Not all statement-of-work (SOW) engagements are the same. One size does not fit all. This is why SOW engagements must be tailored appropriately so effective management efforts can be deployed. Certainly, there are some universal management framework best practices that can be applied across one’s entire SOW engagement spend activity. But important differences from engagement to engagement type require attention and “tailoring” in the execution management approach. A good example: the differences between SOW projects and SOW services.
With SOW projects, each project and its subsequent deliverable is unique. A software development project only requires one data model. An infrastructure project only requires one distinctive network diagram or series of them. The deliverables in these kinds of SOW engagements support each other as one moves through the SOW Engagement Lifecycle phases and are used to describe the end product – which is the purpose of the project.
SOW service deliverables are iterative, resolution of an issue or fulfillment of a request. The SOW solution provider responds to them as they come along and they aren’t individually defined in advance, although the kinds of issues and requests are usually defined by the scope of the service.
SOW projects are different from services in that services are ongoing, often routine work. A support service desk is a solid example of this and something we’re all familiar with. Calls are answered and emails received, service tickets are opened, and issues are resolved. The success of the service is measured by performance indicators (how quickly we answer the phone, resolve issues, etc.) which are measurable and are usually expected to improve over time.
A project is very different from a service. Hence, from this basic perspective, one can’t expect to manage all SOW engagements the same way. SOW engagement management tailoring begins with the statement-of-work document (tasks and deliverables are certainly tailored to fit the purpose of the engagement) and extends through all phases of the SOW Engagement Lifecycle.
Consider two different kinds of engagements as further examples. One project (finite work effort and final deliverable or deliverables) and one SOW service (ongoing work effort and a stream of deliverables which indicate the quality of the service being provided).
Infrastructure Project. An infrastructure project has an end result (a new infrastructure, upgraded or expanded infrastructure, etc. – including workstation refreshes; ERP, accounting, email, and other system installs or upgrades; network infrastructure installs or upgrades, etc.) and occurs over a fixed period of time. This project activity example is not ongoing; the core project goal is to finish them, to get to the end deliverable. Project success is measured by completing the project on time, within budget, and by delivering a high quality product and supporting deliverables.

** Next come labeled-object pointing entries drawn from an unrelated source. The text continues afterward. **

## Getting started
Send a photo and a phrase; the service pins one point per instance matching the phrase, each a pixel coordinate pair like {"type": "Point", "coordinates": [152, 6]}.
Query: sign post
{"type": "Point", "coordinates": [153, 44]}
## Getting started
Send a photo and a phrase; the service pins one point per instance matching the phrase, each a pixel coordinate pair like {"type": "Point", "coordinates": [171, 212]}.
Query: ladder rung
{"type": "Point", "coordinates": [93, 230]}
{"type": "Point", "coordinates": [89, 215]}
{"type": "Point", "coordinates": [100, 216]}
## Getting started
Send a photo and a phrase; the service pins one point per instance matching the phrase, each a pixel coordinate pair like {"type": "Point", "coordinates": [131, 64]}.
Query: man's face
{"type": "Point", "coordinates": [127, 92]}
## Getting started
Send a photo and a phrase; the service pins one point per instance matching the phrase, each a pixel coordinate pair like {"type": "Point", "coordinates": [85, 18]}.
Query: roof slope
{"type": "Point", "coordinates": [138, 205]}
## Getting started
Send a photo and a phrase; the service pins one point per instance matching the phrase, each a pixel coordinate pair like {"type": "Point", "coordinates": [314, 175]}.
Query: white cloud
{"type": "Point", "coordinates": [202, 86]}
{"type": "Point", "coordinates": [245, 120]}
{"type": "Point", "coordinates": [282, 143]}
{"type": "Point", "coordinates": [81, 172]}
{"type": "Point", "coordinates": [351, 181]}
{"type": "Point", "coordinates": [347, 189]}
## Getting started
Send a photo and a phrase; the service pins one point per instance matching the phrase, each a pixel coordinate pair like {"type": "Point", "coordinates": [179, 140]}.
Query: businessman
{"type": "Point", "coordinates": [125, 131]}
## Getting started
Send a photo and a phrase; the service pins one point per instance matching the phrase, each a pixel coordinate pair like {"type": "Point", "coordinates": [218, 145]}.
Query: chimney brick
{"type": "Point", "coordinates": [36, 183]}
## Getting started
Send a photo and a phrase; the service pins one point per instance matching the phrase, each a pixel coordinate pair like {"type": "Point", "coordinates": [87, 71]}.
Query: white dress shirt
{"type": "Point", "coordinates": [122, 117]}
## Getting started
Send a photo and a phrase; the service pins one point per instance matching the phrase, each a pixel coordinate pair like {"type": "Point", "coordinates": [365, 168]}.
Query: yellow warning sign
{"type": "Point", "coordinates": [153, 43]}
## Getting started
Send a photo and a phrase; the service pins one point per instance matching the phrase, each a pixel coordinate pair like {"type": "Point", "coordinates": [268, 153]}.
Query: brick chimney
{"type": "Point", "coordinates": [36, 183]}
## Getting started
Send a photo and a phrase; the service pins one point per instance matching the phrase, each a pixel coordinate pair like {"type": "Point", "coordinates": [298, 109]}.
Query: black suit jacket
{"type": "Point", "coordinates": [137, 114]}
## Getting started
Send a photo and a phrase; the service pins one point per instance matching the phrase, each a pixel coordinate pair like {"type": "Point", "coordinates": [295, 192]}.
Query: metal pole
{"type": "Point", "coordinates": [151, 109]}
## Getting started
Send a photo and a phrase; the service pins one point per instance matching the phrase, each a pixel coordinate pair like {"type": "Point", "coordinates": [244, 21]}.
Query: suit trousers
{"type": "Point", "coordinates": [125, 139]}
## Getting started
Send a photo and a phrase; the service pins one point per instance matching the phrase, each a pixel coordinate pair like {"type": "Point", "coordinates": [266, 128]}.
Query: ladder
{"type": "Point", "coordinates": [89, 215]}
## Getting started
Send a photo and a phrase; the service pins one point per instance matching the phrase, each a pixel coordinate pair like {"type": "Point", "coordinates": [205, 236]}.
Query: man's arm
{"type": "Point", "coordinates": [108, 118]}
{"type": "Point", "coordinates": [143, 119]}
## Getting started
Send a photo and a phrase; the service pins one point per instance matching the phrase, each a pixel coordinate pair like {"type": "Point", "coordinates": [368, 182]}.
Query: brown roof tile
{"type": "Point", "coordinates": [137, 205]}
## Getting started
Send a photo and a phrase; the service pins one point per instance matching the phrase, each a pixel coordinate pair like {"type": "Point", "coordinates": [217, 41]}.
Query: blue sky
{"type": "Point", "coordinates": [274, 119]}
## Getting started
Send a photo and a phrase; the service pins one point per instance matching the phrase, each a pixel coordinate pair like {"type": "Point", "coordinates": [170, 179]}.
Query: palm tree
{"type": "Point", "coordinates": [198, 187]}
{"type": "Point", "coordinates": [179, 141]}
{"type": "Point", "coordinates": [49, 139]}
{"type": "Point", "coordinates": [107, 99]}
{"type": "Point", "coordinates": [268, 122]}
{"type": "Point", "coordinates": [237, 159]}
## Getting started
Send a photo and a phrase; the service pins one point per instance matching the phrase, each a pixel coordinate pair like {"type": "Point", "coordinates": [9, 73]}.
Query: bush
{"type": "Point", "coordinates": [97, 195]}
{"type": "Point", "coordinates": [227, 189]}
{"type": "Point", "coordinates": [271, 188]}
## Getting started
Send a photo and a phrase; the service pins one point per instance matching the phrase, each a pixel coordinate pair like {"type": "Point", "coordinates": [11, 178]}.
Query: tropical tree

Software Maintenance. Software maintenance is an SOW engagement service. As business needs change, the software used to run the business needs to be changed and this is software maintenance. Like a support service desk, the service usually responds to requests in the form of tickets and is evaluated by measurable performance indicators (in this case the speed of response to a request; the quality of the software change, often measured in terms of software defects, etc.).
So how do these differ? They differ in pricing, in content characteristics, in the form of delivery/deliverable and engagement timeframe (one ongoing and the other a certain completion date). The most definitive difference is the deliverable characteristics of each engagement, which will drive different requirements in the metrics use to measure successful accomplishments of each engagement.
There are natural differences in the execution phase for each of these SOW engagement types. Software development projects conforms to an SDLC (systems development life cycle) approach and development lifecycles consist of analysis, design, construction, etc. phases. Infrastructure projects are similar, although executing them typically doesn’t require as many phases. Services, on the other hand, are iterative in the engagement execution phase. Once an SOW solution provider has ramped up the service, and perhaps transitioned it from another provider, what is done during execution is not phased, but iterative – usually by responding to tickets and requests, and reporting service quality monthly and quarterly. Although each of these issue resolutions and requests are, in theory, is a deliverable, what is thought of as a deliverable for a service are the SLA reports – the objective, quantitative and qualitative measures of the service provided on an ongoing basis.
Additional execution management tailoring will continue beyond the project/service type segmentation for SOW engagements depending on their complexity and involvement of multiple delivery partners for a specific targeted SOW deliverable. This is not to say that there are no comparable engagement metrics that can be used to measure performance across the entire SOW spend category, but execution management of certain SOW engagement types will require some best practice management tailoring to drive and produce the desired SOW results.